Fierce clashes broke out in the Syrian capital today after insurgents infiltrated government-held parts of the city through tunnels.
It was a rare if brief advance after months of steady losses at the hands of government forces elsewhere in the country.
It was a surprising breach of Damascus' security perimeter, where the Government has effectively walled itself off from opposition forces encamped in two enclaves in the eastern parts of the city.
President Bashar al-Assad's Government has endeavoured to maintain a veneer of normalcy inside the capital as his forces bomb opposition areas on the edges and suburbs of the city.
Outside Damascus, hundreds of thousands of civilians are living under government siege and bombardment.
Infantry and tank reinforcements arrived on the government side to repel the attack in the afternoon, the group said.Residents said artillery shells and rockets were landing inside the heart of the city, and the activist-run Damascus Today Facebook group reported government air raids over the area of the clashes.
With its military depleted from six years of fighting and defections, the Syrian Government relies on a blend of official and semi-official forces to defend its territory, including Shia militias from Iran, Iraq, Lebanon, and other Middle Eastern countries.
The clashes centered on a government-held gap between two besieged opposition enclaves, the Jobar and Qaboun neighbourhoods. The ultraconservative Ahrar al-Sham rebel faction said fighters had "liberated" the area.
The Levant Liberation Committee - an al-Qaeda-linked group - and the independent Failaq al-Rahman faction also participated in the attack.
Syrian state media said the military had repelled an attack by an al-Qaeda-linked group after "terrorists" infiltrated through tunnels in the middle of the night.
Rebels detonated two large car bombs close to the Jobar neighbourhood.

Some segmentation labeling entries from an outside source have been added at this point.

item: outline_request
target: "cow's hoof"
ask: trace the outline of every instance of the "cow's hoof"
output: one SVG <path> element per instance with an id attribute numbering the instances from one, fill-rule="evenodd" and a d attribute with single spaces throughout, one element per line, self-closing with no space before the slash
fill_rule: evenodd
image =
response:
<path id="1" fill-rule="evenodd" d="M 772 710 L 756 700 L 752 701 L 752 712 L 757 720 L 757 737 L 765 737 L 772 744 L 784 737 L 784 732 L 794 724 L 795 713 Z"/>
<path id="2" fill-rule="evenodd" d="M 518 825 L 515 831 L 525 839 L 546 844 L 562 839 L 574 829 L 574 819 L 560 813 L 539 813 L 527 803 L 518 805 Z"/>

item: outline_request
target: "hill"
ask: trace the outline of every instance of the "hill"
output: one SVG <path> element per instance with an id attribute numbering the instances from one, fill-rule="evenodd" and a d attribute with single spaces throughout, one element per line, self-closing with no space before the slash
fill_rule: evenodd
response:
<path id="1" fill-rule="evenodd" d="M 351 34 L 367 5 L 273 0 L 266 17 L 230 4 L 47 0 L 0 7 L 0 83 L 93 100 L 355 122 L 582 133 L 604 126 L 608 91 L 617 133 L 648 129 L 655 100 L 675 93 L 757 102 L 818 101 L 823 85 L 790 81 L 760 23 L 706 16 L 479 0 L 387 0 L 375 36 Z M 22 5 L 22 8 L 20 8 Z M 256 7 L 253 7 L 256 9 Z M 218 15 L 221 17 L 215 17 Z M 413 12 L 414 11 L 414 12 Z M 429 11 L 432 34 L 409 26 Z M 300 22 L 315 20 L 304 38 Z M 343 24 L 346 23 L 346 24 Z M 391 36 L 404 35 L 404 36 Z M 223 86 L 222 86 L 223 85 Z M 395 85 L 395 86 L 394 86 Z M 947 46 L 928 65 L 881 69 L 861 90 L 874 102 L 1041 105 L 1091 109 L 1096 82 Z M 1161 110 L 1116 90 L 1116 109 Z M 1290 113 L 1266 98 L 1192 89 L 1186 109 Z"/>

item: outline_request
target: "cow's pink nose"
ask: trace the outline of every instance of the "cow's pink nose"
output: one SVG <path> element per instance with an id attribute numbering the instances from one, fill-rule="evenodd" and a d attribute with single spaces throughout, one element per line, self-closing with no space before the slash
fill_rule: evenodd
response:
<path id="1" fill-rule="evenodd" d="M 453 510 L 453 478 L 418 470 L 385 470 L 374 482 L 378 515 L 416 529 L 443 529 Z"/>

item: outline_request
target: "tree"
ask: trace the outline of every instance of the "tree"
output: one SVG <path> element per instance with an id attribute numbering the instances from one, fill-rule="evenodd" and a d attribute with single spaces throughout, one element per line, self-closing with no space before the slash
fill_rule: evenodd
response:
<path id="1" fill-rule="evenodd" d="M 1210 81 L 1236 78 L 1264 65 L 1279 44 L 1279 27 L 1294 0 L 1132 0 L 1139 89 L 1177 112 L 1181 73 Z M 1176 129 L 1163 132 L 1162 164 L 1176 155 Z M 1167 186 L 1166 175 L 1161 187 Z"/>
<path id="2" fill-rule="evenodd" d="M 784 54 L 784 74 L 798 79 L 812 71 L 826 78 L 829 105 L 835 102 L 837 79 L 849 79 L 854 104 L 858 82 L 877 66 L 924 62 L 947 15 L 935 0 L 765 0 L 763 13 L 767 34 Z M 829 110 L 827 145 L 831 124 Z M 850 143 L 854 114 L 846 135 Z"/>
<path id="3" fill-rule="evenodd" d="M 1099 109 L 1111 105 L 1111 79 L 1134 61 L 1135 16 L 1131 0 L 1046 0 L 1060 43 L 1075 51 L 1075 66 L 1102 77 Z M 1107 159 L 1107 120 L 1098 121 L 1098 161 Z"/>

The Levant Liberation Committee claimed the attack.
The Government has been trying to pressure the rebels to surrender the pockets they hold in Damascus following victories in the northern city of Aleppo, the central city of Homs and other Damascus suburbs.
Tens of thousands of fighters, dissidents, and their family members in long-besieged areas have accepted exile to the country's rebel-held northwest, in what opposition figures have termed "forced displacement".
A UN inquiry into the Government's assault on Aleppo last year concluded the regime's siege and punish strategy amounted to a war crime, but the formula continues to produce results.